Our world is increasingly an urban one--the United Nations projects that nearly 5 billion people will live in cities by the year 2030, due to both the expansion of mega-cities and the creation of new urban centers. Cisco wants to be the company that makes all those metropolises not just function, but flourish.

The company is peddling its knowledge and its services to city planners around the world, and last week it announced that it had picked up three important new customers. Developers in India, Ecuador, and Canada have asked Cisco to come up with master plans for fully wired communities. Presumably if the customers like the results they'll ask Cisco to put its plans into action. 

It's important progress in a growing business sector: Cisco has estimated that smart cities offer a $13 billion market opportunity just in the next five years. "Last year we were explaining to communities and developers why smart communities were necessary, and why it’s important to build a 21st century city," Hardik Bhatt, director of Cisco's Smart+Connected Communities initiative, told me in an interview. "Now the discussion is moving into how to do it."

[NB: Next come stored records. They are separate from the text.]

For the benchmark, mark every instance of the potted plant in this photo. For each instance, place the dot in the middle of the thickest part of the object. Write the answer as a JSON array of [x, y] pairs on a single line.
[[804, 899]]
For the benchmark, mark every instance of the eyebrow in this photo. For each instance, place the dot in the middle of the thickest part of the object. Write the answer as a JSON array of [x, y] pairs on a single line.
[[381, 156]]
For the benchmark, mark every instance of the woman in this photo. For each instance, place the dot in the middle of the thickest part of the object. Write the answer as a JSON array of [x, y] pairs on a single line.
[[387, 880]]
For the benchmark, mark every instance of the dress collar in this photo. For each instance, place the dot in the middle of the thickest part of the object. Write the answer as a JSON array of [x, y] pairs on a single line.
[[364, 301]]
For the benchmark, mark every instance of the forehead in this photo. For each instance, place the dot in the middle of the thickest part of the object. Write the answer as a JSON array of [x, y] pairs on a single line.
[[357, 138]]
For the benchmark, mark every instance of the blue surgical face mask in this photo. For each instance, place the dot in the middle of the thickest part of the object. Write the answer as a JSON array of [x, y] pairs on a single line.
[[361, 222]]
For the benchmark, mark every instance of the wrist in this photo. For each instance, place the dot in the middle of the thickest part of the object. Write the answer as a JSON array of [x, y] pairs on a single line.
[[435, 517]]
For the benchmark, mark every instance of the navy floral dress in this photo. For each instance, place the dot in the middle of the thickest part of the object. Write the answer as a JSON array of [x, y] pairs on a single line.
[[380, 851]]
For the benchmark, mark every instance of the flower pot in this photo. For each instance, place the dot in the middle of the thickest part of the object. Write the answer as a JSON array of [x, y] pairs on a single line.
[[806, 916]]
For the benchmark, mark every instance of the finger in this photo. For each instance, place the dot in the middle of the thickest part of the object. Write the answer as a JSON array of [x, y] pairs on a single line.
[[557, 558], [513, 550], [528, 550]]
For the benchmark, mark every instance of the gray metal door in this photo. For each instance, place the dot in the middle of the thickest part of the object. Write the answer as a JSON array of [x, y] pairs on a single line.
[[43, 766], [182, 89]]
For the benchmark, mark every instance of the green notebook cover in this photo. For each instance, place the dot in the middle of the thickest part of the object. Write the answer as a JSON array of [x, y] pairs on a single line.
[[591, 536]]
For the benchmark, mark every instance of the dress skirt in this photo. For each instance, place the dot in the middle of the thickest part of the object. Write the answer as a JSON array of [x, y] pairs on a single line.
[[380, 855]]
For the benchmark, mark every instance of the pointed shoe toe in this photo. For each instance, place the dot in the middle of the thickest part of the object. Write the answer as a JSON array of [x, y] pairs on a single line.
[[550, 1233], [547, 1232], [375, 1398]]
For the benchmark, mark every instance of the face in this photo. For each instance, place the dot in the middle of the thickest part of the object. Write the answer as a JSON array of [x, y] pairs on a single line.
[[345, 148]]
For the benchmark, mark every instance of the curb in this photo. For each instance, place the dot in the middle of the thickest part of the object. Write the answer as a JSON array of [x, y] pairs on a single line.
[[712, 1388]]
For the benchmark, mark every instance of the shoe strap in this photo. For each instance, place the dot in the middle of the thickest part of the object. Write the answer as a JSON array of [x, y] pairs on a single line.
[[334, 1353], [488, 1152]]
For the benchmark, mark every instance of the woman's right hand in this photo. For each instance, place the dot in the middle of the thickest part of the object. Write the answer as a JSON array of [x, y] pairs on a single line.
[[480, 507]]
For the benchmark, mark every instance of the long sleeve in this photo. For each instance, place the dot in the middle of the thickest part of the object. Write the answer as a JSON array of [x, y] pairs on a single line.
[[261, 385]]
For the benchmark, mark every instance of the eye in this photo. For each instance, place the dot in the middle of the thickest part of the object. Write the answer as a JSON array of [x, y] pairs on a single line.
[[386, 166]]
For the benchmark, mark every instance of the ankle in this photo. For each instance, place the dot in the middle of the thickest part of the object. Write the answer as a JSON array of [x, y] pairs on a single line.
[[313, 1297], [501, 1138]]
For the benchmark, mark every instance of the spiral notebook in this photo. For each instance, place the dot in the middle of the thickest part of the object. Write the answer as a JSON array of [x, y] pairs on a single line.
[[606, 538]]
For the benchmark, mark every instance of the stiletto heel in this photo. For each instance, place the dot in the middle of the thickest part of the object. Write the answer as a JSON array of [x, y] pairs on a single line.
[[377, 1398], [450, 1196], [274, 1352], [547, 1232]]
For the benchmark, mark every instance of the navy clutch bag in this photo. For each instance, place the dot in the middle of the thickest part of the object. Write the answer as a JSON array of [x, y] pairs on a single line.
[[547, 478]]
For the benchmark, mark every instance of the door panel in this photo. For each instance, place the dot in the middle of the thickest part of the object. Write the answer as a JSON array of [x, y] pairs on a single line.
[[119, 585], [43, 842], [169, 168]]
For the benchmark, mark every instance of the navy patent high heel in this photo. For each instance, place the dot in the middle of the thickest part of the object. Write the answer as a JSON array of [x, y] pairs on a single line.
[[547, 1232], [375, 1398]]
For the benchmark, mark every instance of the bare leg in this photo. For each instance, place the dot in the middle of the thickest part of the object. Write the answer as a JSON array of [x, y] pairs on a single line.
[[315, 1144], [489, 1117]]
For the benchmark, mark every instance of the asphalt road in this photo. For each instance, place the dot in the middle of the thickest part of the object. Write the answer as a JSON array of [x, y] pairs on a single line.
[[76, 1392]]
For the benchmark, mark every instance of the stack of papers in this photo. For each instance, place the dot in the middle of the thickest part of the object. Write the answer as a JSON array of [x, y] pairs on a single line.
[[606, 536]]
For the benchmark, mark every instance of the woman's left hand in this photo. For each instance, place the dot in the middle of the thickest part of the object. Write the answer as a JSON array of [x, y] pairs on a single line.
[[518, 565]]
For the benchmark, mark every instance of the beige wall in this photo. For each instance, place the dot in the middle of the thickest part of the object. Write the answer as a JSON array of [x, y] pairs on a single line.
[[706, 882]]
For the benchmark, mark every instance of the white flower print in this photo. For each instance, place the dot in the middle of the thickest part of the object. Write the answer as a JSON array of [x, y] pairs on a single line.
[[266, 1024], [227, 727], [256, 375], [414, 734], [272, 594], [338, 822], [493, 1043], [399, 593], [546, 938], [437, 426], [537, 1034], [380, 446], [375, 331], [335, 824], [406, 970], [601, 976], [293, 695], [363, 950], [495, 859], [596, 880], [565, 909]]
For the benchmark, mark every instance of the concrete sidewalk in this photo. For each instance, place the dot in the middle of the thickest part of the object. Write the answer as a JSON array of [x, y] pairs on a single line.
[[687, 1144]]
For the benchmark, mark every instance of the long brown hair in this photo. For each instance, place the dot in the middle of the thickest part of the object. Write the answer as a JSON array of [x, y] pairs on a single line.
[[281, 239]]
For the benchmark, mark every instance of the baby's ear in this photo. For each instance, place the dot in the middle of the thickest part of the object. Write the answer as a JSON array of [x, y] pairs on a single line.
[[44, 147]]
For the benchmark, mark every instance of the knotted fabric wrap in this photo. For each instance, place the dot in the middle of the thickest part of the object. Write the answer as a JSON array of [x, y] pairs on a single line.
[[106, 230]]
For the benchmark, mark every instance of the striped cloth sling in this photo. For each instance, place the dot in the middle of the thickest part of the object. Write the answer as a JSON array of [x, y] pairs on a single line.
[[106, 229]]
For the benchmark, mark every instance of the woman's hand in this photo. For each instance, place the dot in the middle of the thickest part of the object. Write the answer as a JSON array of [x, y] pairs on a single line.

Cisco has a showcase in Songdo, a city we reported on last year that's rising in South Korea on land reclaimed from the Yellow Sea. The project is notable for both its bright green credentials--public transit, green space, and water conservation systems abound--and also for its sophisticated IT nervous system, courtesy of Cisco. Apartments throughout the city are being equipped with Cisco's TelePresence units for video conferencing, and the company is constructing a central control room that it says will allow government departments and utilities to leverage real-time information to improve city services, including public safety, traffic management, and energy conservation.

Even though Songdo isn't fully built-out yet, and it's still not clear if or when the most ambitious elements of the project will come to pass, Cisco is hoping to replicate that model around the world. "Songdo was the first customer deployment," says Marc Musgrove, a Cisco spokesman. "That model is migrating to places like Barcelona. We have a number of very interesting pilot projects there, like parking space management and how to route the buses more effectively. Barcelona is using the IT platform that we’re developing to give managers access to a pool of data."

Cisco's newly announced customers include the Delhi Mumbai Industrial Corridor Development Company, which is in charge of creating a vibrant urban landscape along the roughly 1400-kilometer train route that links Delhi and Mumbai. The developer expects to revamp some existing municipalities and build some new ones to reach a total of 24 cities; Cisco is now working on the IT master plan for the first two pilot cities, Dholera in the state of Gujarat and Shendra in Maharashtra.

Another new customer is the government of Guayaquil, the most populous city in Ecuador, which wants an IT plan that will allow it to upgrade health care, education, public safety, and e-government services. Finally, a developer in Toronto, Canada has asked Cisco for help with a new residential and commercial development in the north sector of the city.